Then I waited 7 days before I installed the feature into my viv lastnight, turning on the water-pump & letting it run all night.

This morning I found that the wet surfaces of the "tree trunk" appears to be milky-white in appearance, whilst the dry areas seem "normal".
The milky surface isn't slimey or sticky to touch & suffice to say the water is still crystal clear & doesn't seem to be contaminated (by appearance).

Is this normal for Pondtite & more importantly...would it be safe to put my frogs back into their new refurbished viv?

Cheers.


----------



## mad_at_arms (Feb 25, 2013)

I haven't had that happen before.
Have you followed the instructions on the back?


Wash with soapy water to remove pondtite residue.


Fill with water, leave it in for 2 days before changing water.


----------



## thomasssss (Feb 25, 2013)

I've had this before when I tried to seal a water bowl that was leaking as it was crap , I think it's because of water getting underneath the pondtite In my case it was because it wasn't a perfectly smooth surface and it left cracks and gaps , is your similar , I added a heap more coats something like 8 all up and it was still doing it (but it did help)so I ditched the bowl , only advice I can say would be to start adding more and more coats in an attempt to seal all the cracks and crevices


----------



## Cypher69 (Feb 25, 2013)

AAAARGGHHH!!! 

GROAN...I didn't wash off the residue.

I feel like a bloody fool.

Anyway, the funny/frustrating thing too was that my trunk started to float with the amount of water in the viv....Soooo now I have 2 reasons (Wash off residue & silicone trunk to base) to take it apart & DO IT PROPERLY.

Thanks Mad-at-arms.


----------



## mad_at_arms (Feb 28, 2013)

I think thomasssss may have a valid point also.
I personally grout or render any stuff I make as the pondtite doesn't seal well on flexible surfaces.
I have some terracotta water bowls that I sealed the inside surface with pondtite. If I soak it the bowl too long when cleaning the pondtite goes milky as thomasssss mentioned.


----------



## Cypher69 (Feb 28, 2013)

Yeah I ended up applying a 4th coat of pondtite, this time filling a spray bottle with pondtite & spraying directly into the nooks & cracks of the expanda foam feature.

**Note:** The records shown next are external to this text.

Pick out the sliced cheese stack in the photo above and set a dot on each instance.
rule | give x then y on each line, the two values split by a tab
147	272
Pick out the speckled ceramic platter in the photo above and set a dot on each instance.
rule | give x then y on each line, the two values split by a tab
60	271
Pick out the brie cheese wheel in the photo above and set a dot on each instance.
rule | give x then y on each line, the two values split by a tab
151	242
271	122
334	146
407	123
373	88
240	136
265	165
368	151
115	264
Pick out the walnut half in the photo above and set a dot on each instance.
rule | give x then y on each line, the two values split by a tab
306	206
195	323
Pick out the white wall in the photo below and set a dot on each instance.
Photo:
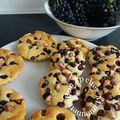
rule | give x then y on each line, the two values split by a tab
21	6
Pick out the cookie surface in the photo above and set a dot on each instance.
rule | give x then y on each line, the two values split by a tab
53	113
11	66
74	43
12	105
36	46
60	88
71	59
109	107
99	53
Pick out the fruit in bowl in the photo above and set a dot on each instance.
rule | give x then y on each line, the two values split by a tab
80	18
93	13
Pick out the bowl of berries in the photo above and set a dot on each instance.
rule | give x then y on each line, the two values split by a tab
87	19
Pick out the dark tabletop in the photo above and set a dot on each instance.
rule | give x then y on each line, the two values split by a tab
14	26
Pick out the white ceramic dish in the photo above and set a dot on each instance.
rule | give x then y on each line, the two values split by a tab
28	82
87	33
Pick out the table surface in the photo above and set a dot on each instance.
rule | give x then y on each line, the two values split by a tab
14	26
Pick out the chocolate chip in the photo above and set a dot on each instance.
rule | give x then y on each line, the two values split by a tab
83	62
18	101
118	62
45	95
118	70
3	76
82	95
89	99
96	57
50	74
116	107
67	60
60	116
108	52
73	92
1	109
85	89
32	58
3	102
77	52
43	112
35	38
107	106
92	117
107	73
12	63
29	41
42	53
83	103
48	51
117	97
100	87
80	67
101	113
72	64
30	47
72	81
45	84
109	87
61	104
108	96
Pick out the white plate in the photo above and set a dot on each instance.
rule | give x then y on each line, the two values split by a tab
28	82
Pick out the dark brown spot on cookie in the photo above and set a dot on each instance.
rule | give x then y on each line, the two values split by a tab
12	63
92	117
67	60
101	113
73	92
118	62
107	106
77	52
43	112
61	104
60	116
107	73
3	76
32	58
108	96
108	52
29	41
117	97
89	99
116	107
72	64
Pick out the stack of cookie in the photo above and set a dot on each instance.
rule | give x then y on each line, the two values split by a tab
105	73
12	104
61	87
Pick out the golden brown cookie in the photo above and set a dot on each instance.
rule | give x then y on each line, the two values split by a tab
11	66
36	46
74	43
53	113
71	59
60	88
12	105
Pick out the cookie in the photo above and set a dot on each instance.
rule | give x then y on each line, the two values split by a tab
12	105
36	46
71	59
74	43
60	88
99	53
109	108
11	66
53	113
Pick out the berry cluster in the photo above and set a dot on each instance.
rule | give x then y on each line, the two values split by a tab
95	13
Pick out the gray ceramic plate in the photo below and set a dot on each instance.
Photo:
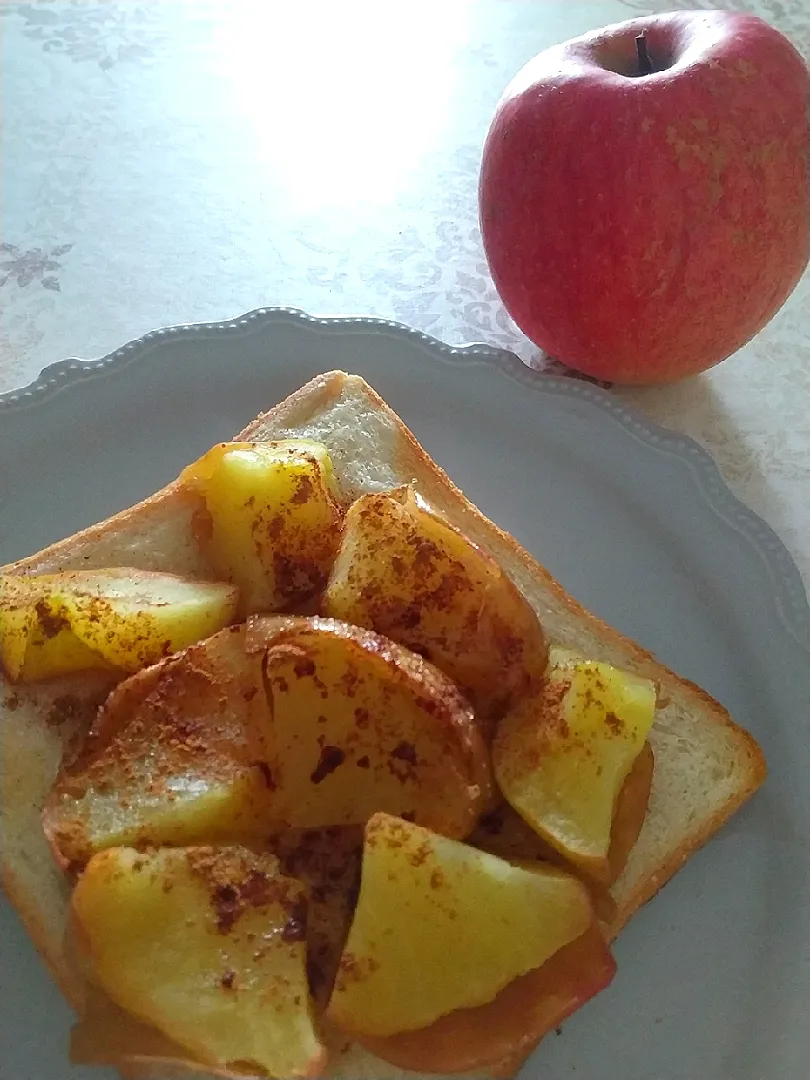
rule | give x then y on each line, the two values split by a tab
714	974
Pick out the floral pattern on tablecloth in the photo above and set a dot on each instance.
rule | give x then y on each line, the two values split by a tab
162	163
95	31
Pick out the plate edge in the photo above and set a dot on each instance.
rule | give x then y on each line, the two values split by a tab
790	591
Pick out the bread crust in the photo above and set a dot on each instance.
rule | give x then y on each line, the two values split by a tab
173	507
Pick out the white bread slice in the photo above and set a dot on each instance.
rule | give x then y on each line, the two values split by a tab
705	766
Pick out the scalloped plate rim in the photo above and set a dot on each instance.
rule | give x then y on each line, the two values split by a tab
792	598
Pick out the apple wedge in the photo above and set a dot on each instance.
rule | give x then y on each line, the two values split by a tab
117	619
504	833
562	757
176	756
360	725
271	523
207	945
407	574
498	1036
441	926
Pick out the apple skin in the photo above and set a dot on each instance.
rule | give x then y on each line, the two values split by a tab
643	228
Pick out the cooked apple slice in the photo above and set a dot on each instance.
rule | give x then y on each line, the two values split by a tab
361	725
504	833
441	926
119	618
271	522
208	945
563	756
407	574
175	756
509	1027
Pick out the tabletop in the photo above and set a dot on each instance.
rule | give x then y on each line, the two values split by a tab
188	160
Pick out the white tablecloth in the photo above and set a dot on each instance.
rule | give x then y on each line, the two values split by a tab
174	161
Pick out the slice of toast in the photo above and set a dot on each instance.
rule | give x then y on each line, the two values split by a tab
705	766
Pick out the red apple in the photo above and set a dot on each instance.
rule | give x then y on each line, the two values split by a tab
643	225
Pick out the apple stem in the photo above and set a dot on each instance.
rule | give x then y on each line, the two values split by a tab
645	64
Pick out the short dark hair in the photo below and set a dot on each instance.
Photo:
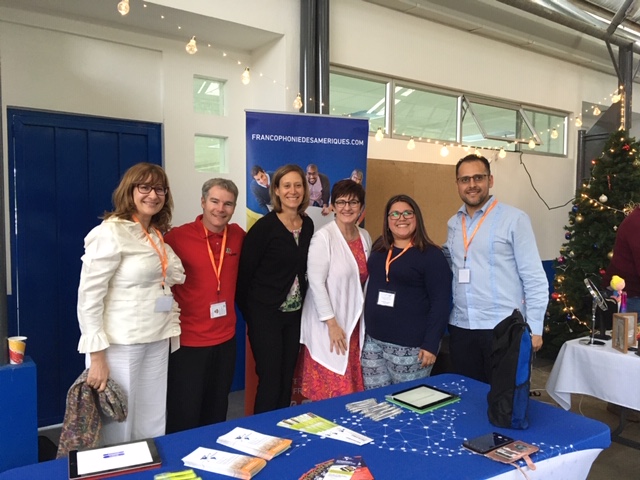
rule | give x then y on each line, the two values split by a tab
347	188
223	183
275	183
256	169
420	238
474	158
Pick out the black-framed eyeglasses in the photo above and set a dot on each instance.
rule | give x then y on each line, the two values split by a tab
144	189
395	215
344	203
476	178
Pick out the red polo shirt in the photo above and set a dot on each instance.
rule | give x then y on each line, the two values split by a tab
199	291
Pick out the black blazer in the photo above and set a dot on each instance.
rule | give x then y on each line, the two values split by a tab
270	261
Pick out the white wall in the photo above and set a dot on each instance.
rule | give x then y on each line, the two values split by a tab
62	65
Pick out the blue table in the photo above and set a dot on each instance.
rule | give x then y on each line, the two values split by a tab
407	446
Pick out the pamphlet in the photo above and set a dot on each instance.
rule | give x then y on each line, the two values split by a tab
254	443
224	463
311	423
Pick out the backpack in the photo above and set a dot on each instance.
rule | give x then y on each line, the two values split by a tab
511	357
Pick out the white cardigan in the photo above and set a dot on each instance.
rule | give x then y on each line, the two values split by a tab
334	291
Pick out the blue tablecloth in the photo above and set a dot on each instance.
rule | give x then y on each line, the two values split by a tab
407	446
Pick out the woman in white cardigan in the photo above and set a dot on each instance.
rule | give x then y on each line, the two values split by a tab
332	327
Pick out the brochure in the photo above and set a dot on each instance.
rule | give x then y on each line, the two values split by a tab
311	423
224	463
254	443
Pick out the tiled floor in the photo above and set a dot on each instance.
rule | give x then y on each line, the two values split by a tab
618	462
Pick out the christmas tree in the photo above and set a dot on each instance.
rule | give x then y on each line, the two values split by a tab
600	205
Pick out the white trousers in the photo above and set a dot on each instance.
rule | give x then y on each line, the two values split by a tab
141	372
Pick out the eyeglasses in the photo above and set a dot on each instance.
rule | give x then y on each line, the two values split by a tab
476	178
395	215
144	189
344	203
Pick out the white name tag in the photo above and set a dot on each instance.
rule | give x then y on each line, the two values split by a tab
464	275
218	309
164	303
386	299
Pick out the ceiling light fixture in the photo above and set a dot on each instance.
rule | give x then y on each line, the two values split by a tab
246	76
123	7
297	103
191	47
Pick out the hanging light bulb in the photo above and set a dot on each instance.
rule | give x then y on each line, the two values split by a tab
297	103
123	7
246	76
191	47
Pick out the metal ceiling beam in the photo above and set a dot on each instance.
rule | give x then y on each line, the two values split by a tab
580	26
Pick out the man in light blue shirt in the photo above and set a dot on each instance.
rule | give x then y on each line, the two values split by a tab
496	268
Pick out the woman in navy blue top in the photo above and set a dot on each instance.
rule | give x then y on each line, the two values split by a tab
408	299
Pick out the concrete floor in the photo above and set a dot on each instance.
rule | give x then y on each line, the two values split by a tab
618	462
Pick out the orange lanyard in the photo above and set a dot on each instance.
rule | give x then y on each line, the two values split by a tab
467	241
164	259
391	260
216	269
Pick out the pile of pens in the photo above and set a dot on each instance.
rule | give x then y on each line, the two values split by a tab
370	408
181	475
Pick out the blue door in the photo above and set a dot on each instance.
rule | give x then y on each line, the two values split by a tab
62	171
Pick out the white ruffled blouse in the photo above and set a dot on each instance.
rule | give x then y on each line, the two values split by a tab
120	282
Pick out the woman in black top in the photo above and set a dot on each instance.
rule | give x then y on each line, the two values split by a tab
272	284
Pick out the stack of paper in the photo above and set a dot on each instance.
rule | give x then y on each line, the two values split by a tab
224	463
254	443
311	423
343	468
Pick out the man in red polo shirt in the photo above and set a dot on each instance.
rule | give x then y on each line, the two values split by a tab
201	370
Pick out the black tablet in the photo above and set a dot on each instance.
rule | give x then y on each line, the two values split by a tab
109	461
423	398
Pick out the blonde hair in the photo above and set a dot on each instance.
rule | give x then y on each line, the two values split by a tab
122	199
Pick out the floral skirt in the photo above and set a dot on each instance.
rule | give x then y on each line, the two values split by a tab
319	383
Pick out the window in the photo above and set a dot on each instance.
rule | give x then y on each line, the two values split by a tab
422	114
357	97
210	155
208	96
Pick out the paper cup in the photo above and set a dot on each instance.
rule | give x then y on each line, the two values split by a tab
17	346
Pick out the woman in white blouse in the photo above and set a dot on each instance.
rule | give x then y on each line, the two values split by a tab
332	328
125	308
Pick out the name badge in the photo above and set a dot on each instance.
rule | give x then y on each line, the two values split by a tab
464	275
164	303
218	309
386	298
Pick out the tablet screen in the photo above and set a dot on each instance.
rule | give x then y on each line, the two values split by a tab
96	462
423	397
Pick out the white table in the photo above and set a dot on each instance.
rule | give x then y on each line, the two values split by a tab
598	371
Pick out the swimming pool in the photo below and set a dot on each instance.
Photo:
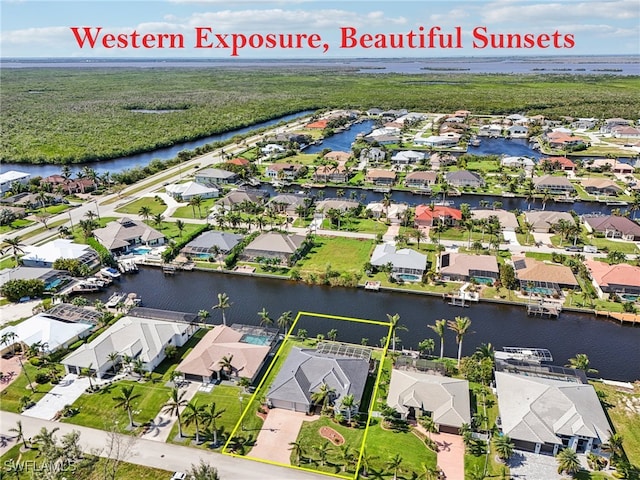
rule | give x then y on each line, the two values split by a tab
255	339
408	277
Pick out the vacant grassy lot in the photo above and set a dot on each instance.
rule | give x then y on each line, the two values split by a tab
88	114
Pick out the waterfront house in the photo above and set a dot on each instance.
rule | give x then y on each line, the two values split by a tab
246	346
415	394
284	171
613	226
407	157
461	267
239	196
543	221
601	186
306	371
123	234
184	192
45	255
286	202
274	245
544	415
612	165
380	177
215	177
508	221
421	179
8	178
329	173
403	262
464	178
553	184
430	215
208	243
138	337
341	204
619	279
372	155
535	275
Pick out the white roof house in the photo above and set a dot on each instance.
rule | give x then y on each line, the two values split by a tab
45	255
137	337
544	412
186	191
52	333
445	398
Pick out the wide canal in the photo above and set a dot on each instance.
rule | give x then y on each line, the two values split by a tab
613	349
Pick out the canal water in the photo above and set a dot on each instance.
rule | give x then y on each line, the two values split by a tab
612	349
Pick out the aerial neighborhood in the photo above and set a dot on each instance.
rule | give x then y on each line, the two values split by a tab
515	210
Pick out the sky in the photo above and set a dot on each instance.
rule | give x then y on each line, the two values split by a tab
463	27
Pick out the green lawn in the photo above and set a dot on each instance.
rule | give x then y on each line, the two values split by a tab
343	254
91	468
10	396
133	208
98	410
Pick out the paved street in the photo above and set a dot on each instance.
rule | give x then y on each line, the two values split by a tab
155	454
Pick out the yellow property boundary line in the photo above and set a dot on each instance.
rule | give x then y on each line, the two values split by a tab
268	372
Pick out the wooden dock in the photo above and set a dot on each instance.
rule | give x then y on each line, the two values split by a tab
629	318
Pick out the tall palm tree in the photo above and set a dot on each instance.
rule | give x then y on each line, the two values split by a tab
14	246
125	401
461	327
265	320
193	414
297	450
223	304
439	328
394	465
210	415
174	406
394	320
568	462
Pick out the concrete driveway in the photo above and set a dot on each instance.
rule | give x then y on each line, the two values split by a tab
280	428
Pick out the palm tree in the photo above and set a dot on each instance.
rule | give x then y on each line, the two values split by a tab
394	465
193	413
581	362
284	321
504	447
460	326
210	415
125	401
226	364
19	434
174	405
264	317
395	326
568	462
297	450
223	304
439	328
14	246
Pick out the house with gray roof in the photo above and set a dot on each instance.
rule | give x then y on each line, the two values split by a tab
464	178
404	261
215	177
545	414
274	245
306	370
136	337
444	399
209	243
124	233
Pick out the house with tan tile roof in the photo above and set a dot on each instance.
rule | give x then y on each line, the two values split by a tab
247	347
618	279
530	271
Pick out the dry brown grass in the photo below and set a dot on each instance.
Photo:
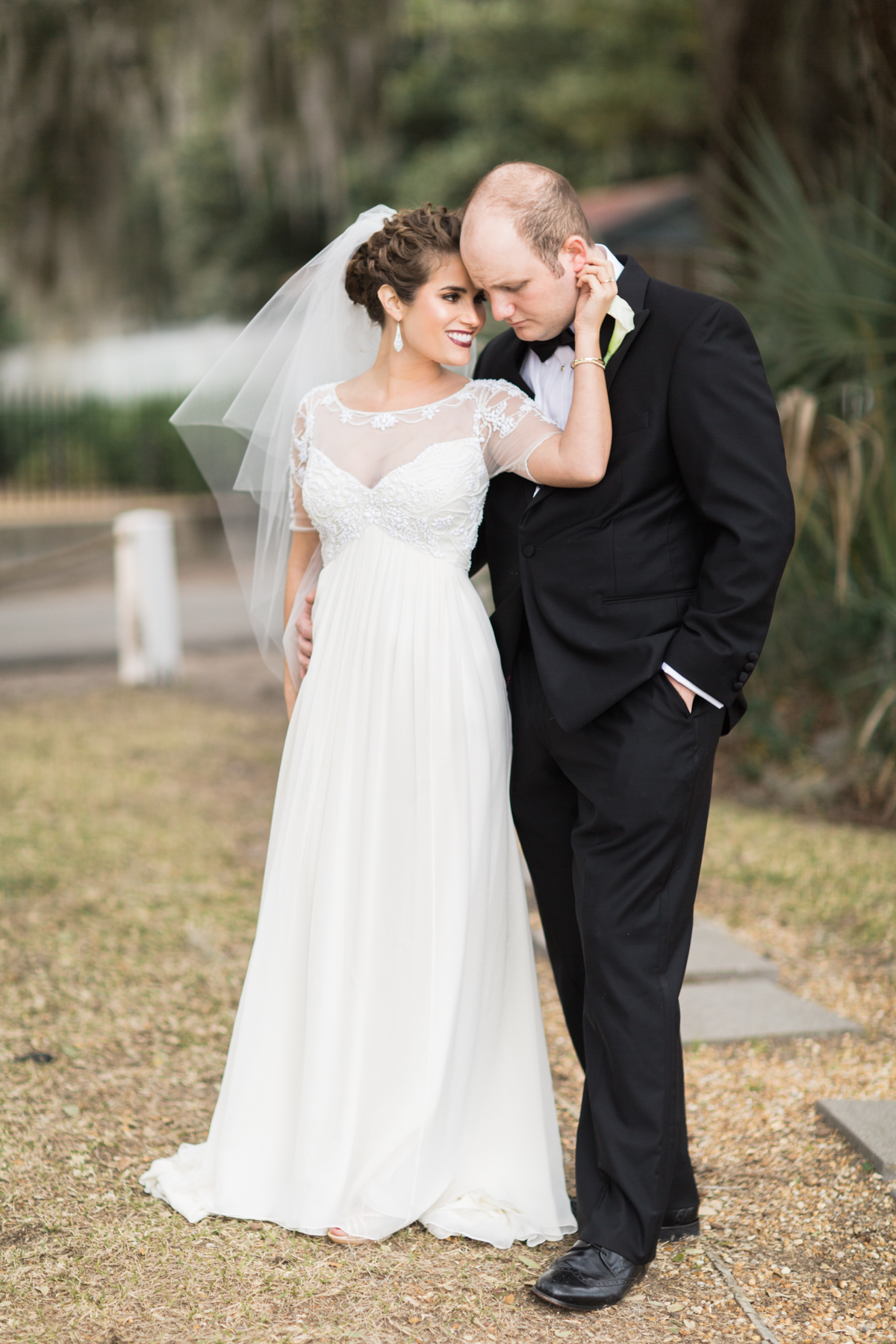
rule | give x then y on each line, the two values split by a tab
132	840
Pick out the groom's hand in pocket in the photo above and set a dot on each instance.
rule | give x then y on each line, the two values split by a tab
304	628
682	690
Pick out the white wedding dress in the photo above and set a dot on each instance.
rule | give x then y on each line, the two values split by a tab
388	1061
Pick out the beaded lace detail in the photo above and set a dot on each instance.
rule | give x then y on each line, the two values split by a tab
433	497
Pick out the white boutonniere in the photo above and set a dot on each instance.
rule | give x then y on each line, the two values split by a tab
623	315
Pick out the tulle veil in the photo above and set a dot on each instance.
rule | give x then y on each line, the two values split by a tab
238	421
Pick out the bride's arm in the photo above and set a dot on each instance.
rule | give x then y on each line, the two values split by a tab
300	557
581	453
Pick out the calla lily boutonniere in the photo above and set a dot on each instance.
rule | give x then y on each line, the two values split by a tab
623	315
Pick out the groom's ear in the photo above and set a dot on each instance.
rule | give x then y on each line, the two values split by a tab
575	250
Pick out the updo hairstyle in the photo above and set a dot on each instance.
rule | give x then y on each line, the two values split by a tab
403	255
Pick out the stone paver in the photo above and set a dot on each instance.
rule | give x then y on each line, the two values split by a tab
716	956
741	1009
869	1127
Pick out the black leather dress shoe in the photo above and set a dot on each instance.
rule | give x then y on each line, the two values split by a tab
680	1222
588	1278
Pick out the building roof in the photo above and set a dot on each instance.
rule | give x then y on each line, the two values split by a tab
655	213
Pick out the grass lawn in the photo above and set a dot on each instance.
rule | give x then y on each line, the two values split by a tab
132	843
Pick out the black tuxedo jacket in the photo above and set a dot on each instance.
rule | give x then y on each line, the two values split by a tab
677	553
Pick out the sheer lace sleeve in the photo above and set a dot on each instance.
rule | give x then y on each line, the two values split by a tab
509	426
299	519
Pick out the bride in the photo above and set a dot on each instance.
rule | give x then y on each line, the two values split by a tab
388	1061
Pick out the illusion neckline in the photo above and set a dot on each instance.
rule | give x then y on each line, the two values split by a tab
405	410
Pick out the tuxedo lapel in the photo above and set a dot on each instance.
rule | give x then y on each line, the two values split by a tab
632	287
520	351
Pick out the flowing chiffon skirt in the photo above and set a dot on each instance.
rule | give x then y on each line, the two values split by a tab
388	1061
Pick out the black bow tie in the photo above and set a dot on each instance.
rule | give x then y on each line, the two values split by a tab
544	349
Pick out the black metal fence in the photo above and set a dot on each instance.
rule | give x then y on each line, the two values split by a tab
53	444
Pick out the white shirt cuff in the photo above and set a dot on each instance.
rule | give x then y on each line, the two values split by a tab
691	685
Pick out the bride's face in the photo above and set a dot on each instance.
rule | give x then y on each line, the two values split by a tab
447	315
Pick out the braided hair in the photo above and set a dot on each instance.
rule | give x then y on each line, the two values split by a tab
403	255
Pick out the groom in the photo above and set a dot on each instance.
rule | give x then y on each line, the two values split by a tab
629	617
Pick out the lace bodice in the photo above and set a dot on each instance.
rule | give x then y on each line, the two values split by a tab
420	475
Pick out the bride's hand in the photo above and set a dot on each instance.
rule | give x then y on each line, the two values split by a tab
597	290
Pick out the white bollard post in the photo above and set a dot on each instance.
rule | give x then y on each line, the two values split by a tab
147	606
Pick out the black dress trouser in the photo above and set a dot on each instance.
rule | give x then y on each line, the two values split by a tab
613	820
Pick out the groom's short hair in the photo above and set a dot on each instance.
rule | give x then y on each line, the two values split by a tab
544	208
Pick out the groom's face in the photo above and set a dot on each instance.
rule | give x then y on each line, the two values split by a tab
523	292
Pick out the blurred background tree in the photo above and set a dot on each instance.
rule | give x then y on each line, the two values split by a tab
166	161
163	163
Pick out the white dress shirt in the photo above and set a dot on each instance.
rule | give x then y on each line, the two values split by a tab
551	383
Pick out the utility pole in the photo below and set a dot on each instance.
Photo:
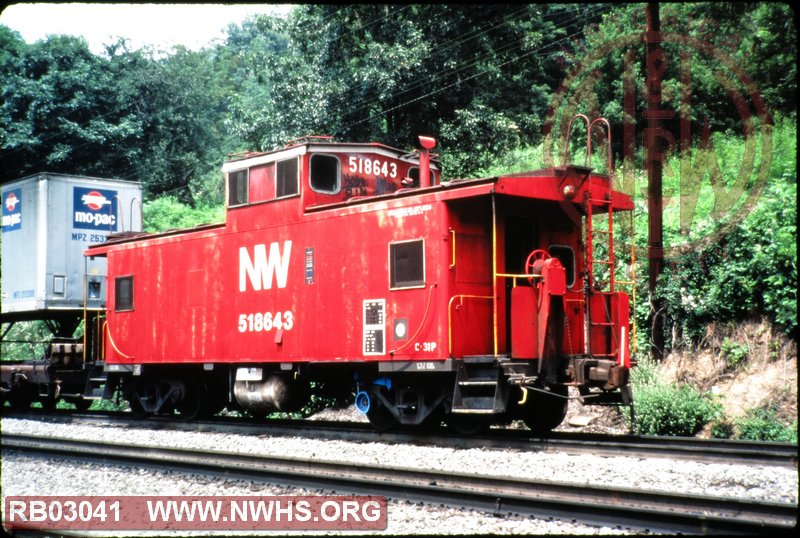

I then thoroughly soaped the whole thing up & rinsed the residue off.
The feature is still "milky" in some areas but doesn't seem as bad as when I didn't wash the residue off.

Maybe because it's Clear Pondtite, the milkyness is more obvious than the black or sandstone coloured Pondtite...


----------



## J-A-X (Feb 28, 2013)

They're two different products. The coloured stuf is designed for flexible applications, the clear isn't. 
Once properly rendered the foam is no longer flexible. the render should allowed to dry THOROUGHLY naturally not by applying heat, then apply the pondtite as directed on the tub (at right angles to the last coat. ) 

You may have moisture still trapped in the paint ?


----------



## Cypher69 (Feb 28, 2013)

JaxRtfm said:


> You may have moisture still trapped in the paint ?



Yeah possibly maybe...
I mean the feature was completed (painted & pondtited) several weeks ago & I do admit to rushing some coats within hours of drying rather than waiting 2hrs inbetween so yeah big possibility of moisture being trapped.
It's my 1st time so I'll have a bit more patience with the next...inevitable...project.


----------



## J-A-X (Feb 28, 2013)

Patience is the hardest thing to learn  
If I could bottle it and sell it I'd make a fortune.

Any trapped moisture that has since disappeared will leave a small air pocket and with water running over it / sitting on it will pretty much cause additional condensation due to the temperature difference. 

Never shake / rapidly stir the clear pondtite you'll form bubbles creating extra headaches once it sets. Spraying could cause similar problems. Very gently brush it on, especially when applying to render .


----------



## swan91 (Feb 28, 2013)

JaxRtfm said:


> Patience is the hardest thing to learn
> If I could bottle it and sell it I'd make a fortune.
> 
> Any trapped moisture that has since disappeared will leave a small air pocket and with water running over it / sitting on it will pretty much cause additional condensation due to the temperature difference.
> ...



If its a particularly large render can you just lay the rockwall down on the ground and pour the pondtite evenly over the area and smooth with a brush? or is that not as effective?


----------



## J-A-X (Feb 28, 2013)

Each coat should be thin and even and at right angles to the last one. 
By doing what you suggest you'll get thicker layers at the back. And thinner layers at the front where most of the wear and tear occurs. 

Ill have mine in the same position in which it will be used, that way any 'thicker' areas will be where the water/urine will sit


----------